Building on my previous research on the well-being of principals and teachers, this project has two aims: 1) to validate two robust instruments for evaluating principals’ well-being and influential psychosocial risk factors, namely, the Assessment of Quality of Life (AQoL-8D) and the Copenhagen Psychosocial Questionnaire (COPSOQ-II), using a sample of Hong Kong principals; and 2) to investigate principals’ occupational well-being and influential psychosocial risk factors at work in the current Hong Kong context.

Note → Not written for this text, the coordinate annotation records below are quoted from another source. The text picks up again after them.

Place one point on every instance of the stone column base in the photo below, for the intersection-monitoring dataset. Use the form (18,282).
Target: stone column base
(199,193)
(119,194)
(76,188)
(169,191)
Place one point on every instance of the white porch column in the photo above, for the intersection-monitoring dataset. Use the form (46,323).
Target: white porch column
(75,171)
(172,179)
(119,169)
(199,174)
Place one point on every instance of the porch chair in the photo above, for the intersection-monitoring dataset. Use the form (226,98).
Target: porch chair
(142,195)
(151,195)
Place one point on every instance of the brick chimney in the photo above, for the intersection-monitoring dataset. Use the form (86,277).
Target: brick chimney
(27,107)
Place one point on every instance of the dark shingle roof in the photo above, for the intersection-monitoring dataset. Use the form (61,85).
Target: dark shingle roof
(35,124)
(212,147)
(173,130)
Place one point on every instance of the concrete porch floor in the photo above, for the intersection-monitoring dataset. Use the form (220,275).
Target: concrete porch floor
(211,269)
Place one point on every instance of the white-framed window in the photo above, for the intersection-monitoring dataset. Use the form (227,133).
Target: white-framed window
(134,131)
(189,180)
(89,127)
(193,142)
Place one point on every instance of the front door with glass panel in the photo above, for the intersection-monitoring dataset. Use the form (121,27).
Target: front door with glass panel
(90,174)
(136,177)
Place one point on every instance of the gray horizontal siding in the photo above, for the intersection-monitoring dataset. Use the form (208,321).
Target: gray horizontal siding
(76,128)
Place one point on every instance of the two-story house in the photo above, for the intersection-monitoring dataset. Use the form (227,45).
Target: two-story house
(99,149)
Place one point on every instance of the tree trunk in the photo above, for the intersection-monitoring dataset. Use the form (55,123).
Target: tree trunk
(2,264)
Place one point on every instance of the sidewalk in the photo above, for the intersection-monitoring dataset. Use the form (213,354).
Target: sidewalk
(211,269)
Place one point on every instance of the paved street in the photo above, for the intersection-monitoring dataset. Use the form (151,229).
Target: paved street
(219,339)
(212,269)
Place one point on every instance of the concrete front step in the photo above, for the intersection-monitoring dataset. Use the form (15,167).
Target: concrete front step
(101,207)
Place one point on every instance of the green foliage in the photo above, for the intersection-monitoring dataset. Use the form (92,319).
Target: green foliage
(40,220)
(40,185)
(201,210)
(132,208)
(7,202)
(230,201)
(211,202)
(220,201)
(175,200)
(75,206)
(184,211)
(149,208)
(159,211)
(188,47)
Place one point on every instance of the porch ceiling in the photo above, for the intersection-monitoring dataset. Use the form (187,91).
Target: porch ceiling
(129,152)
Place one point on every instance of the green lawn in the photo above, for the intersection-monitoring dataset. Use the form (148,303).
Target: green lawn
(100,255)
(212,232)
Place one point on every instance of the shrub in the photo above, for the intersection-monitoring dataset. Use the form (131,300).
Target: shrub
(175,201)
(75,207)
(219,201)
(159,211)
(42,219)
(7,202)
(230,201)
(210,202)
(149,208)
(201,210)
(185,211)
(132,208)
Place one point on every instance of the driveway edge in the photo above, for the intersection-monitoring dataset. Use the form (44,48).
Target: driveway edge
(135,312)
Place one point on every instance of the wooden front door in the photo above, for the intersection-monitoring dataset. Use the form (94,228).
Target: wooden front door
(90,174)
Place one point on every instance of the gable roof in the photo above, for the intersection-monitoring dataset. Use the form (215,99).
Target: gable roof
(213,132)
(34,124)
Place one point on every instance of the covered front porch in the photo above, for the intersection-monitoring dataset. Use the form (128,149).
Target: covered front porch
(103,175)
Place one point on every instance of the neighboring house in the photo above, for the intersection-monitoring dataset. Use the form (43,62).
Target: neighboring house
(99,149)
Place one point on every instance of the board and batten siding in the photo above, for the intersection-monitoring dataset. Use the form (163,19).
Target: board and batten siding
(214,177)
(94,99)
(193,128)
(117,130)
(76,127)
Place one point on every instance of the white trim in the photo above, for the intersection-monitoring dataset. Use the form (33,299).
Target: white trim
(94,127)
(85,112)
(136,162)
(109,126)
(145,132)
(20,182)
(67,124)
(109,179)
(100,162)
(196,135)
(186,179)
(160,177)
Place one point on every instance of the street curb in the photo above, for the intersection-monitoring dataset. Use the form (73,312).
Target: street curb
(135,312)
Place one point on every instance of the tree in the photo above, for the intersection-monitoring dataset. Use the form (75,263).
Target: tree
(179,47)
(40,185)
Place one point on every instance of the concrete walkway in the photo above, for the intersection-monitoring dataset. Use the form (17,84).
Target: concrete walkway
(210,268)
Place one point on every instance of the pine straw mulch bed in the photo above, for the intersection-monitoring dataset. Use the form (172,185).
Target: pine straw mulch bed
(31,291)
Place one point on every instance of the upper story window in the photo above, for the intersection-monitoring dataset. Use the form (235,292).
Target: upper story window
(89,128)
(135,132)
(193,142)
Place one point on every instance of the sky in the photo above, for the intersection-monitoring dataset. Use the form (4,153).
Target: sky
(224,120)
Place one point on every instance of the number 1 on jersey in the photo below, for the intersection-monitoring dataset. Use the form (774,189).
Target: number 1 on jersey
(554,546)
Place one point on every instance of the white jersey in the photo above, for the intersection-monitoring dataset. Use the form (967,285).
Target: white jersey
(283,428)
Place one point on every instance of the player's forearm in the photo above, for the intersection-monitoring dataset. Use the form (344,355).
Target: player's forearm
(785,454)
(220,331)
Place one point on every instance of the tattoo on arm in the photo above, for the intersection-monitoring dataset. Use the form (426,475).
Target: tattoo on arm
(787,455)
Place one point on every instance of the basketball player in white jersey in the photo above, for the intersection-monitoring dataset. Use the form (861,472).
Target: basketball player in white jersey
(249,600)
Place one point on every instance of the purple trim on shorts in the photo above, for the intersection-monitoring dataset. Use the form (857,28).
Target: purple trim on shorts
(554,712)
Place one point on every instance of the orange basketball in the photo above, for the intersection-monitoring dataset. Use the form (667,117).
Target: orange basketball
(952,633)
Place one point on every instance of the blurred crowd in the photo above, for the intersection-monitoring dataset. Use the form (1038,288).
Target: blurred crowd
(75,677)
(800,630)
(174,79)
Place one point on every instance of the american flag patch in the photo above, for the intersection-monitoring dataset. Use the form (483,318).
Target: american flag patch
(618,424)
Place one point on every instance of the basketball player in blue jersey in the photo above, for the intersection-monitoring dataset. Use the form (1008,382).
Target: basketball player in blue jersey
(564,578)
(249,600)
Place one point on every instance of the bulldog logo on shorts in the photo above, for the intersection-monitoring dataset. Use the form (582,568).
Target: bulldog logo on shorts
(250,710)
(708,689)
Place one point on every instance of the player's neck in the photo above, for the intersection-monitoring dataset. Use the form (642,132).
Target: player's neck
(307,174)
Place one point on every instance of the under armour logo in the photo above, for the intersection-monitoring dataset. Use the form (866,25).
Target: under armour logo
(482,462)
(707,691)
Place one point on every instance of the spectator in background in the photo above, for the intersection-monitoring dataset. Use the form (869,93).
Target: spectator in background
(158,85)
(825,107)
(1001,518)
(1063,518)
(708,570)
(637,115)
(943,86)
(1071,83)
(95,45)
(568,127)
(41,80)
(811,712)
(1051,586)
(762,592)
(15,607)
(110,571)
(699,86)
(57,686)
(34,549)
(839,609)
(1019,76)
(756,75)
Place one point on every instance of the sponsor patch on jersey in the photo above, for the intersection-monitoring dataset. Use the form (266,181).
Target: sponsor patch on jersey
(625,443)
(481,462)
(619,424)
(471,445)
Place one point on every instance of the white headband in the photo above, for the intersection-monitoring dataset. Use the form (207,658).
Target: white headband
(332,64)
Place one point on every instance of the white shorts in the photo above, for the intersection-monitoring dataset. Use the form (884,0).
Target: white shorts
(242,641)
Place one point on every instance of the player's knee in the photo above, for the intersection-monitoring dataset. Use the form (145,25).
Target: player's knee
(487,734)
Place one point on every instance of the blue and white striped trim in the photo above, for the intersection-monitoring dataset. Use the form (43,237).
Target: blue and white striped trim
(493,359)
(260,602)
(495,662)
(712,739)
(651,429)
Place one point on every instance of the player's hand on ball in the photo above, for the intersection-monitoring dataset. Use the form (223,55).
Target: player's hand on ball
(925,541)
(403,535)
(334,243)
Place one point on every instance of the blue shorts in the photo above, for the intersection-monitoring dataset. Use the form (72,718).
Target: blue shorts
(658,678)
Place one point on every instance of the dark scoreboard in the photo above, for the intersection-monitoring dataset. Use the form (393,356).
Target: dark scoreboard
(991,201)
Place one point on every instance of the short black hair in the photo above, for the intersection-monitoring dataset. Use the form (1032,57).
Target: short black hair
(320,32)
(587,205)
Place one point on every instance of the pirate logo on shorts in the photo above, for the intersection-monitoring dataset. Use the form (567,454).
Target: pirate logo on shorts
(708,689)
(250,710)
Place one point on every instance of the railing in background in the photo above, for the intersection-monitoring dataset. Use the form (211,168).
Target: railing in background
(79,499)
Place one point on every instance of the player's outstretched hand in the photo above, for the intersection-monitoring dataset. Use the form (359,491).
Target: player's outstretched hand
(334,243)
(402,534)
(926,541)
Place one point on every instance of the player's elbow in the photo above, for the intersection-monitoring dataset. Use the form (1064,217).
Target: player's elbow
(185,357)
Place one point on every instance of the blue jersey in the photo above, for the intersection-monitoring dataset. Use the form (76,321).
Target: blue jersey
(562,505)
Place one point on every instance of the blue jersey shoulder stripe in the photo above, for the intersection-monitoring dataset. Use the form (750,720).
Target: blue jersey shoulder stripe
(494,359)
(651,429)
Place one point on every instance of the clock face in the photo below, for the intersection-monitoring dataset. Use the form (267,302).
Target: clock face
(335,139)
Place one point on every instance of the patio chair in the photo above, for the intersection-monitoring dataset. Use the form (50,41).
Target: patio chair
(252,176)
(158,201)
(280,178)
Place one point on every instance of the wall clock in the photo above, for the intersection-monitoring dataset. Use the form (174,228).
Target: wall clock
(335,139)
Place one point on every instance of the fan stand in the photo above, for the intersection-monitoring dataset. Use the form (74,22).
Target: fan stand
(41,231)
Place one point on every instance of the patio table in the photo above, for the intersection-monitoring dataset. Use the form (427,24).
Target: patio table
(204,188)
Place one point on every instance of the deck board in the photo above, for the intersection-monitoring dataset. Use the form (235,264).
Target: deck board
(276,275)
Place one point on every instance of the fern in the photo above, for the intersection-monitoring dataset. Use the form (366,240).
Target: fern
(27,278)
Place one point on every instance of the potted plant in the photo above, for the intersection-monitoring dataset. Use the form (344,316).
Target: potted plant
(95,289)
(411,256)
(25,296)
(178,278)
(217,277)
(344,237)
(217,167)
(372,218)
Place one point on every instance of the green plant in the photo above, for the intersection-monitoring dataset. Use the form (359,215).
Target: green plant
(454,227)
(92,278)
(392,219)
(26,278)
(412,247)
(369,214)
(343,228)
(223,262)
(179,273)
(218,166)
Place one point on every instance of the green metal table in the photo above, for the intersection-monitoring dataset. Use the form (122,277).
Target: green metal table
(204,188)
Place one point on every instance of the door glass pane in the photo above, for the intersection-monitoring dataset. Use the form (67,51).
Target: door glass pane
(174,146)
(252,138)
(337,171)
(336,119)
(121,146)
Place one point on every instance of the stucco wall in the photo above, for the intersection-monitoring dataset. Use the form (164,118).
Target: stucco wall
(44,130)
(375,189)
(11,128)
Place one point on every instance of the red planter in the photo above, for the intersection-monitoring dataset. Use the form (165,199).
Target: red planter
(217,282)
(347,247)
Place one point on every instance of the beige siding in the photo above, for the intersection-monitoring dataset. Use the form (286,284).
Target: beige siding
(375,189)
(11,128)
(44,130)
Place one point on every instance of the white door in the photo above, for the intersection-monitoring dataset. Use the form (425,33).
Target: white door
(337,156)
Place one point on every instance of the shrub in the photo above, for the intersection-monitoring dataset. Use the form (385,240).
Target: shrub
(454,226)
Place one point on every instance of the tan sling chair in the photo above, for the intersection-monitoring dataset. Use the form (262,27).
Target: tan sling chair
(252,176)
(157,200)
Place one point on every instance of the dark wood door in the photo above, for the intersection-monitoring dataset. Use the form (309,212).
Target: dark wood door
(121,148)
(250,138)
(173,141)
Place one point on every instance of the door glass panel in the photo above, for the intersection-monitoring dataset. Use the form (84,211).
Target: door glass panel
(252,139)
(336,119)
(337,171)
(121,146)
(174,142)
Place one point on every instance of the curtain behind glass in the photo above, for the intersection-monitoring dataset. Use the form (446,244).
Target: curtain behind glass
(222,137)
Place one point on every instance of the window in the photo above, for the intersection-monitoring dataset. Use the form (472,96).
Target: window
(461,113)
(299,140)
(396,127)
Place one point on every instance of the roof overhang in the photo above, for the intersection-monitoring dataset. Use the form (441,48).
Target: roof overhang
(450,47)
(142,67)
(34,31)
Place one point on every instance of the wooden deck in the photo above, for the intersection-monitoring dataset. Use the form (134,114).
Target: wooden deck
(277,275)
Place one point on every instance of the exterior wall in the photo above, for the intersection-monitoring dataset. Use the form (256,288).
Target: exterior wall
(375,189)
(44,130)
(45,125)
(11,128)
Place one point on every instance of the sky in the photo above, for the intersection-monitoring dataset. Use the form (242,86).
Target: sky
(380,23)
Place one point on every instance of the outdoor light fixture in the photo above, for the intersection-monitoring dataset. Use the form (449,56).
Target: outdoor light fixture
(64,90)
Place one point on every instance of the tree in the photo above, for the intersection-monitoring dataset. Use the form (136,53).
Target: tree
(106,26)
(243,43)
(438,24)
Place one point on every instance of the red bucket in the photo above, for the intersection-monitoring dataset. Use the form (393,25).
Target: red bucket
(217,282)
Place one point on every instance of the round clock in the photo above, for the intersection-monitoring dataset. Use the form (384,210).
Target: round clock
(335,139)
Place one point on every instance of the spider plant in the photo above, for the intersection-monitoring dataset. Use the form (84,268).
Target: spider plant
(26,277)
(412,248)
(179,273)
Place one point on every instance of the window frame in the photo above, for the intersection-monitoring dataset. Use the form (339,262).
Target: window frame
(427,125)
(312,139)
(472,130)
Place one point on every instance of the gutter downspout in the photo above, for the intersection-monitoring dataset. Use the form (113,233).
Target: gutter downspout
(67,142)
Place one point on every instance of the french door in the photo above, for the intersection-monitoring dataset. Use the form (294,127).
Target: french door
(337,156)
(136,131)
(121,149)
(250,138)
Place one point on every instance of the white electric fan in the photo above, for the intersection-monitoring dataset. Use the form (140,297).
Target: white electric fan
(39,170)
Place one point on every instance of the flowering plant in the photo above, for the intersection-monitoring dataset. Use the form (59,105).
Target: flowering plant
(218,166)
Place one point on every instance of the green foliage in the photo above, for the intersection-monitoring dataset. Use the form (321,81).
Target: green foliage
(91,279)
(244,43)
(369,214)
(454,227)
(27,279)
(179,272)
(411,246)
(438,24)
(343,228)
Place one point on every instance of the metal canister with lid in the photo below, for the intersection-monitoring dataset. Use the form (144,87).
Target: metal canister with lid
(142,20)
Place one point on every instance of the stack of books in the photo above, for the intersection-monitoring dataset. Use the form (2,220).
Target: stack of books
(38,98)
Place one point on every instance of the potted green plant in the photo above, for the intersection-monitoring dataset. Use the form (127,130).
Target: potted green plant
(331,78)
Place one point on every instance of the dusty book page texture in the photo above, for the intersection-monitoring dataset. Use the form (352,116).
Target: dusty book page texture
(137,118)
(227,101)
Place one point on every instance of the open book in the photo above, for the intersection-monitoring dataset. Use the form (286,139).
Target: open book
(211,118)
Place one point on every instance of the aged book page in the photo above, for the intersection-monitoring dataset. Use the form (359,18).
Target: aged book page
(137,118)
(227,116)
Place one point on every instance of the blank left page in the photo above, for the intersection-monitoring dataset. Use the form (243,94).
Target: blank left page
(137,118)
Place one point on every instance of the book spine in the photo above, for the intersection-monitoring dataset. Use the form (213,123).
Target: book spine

The project will employ an explanatory sequential research design using a mixed-methods approach. First, a quantitative survey study will be conducted to validate the AQoL-8D and COPSOQ-II and explore the occupational well-being and influential psychosocial risk factors with a sample of principals in Hong Kong. Second, a qualitative study comprising in-depth individual interviews will be conducted with a sample of principals to elaborate the findings from the quantitative data analysis. This project is expected to improve the capacity of principals and their schools to serve the community, elucidate the psychosocial drivers that seed success and wellbeing, build Hong Kong’s human capital, and enrich and advance the international research agenda in relation to theory, research, and practice.

Objectives
  1. To validate the Copenhagen Psychosocial Questionnaire (II) and the Assessment of Quality of Life-8D using a sample of school principals in Hong Kong;
  2. To investigate the states of occupational well-being of different groups of principals (e.g., gender; principalship experience; school level; school type; individual, school-related, and contextual factors);
  3. To identify the psychosocial risk factors that particularly affect the occupational well-being of principals; and
  4. To explore how the psychosocial risk factors affect the occupational well-being of principals.

Impact

Knowledge and Theory

The project will produce empirical insights that will advance local and international knowledge regarding the occupational well-being of principals and its influential antecedents. Furthermore, this project will open up an opportunity for international comparisons with research findings from similar studies in Australia, New Zealand, Finland, and Ireland.

Instrument Validation
This study is instrumentally significant because it will validate two internationally well-established instruments in Chinese (the COPSOQ-II and the AQoL-8D) with a sample of Hong Kong principals.

Practice
This project will have several practical implications. First, the project will generate knowledge to support and reinforce Hong Kong principals’ well-being in turn will improve working conditions and school functioning. The outcomes from this project could be also used to inform policy settings and programmes for preparation, selection, and standardization of principals. In addition, like the Australian project, this project aims at serving as the starting point for a longitudinal project that studies Hong Kong principals’ well-being across their professional life spans. This project will systematically monitor principals’ well-being across Hong Kong first and then across other similar countries such as mainland China.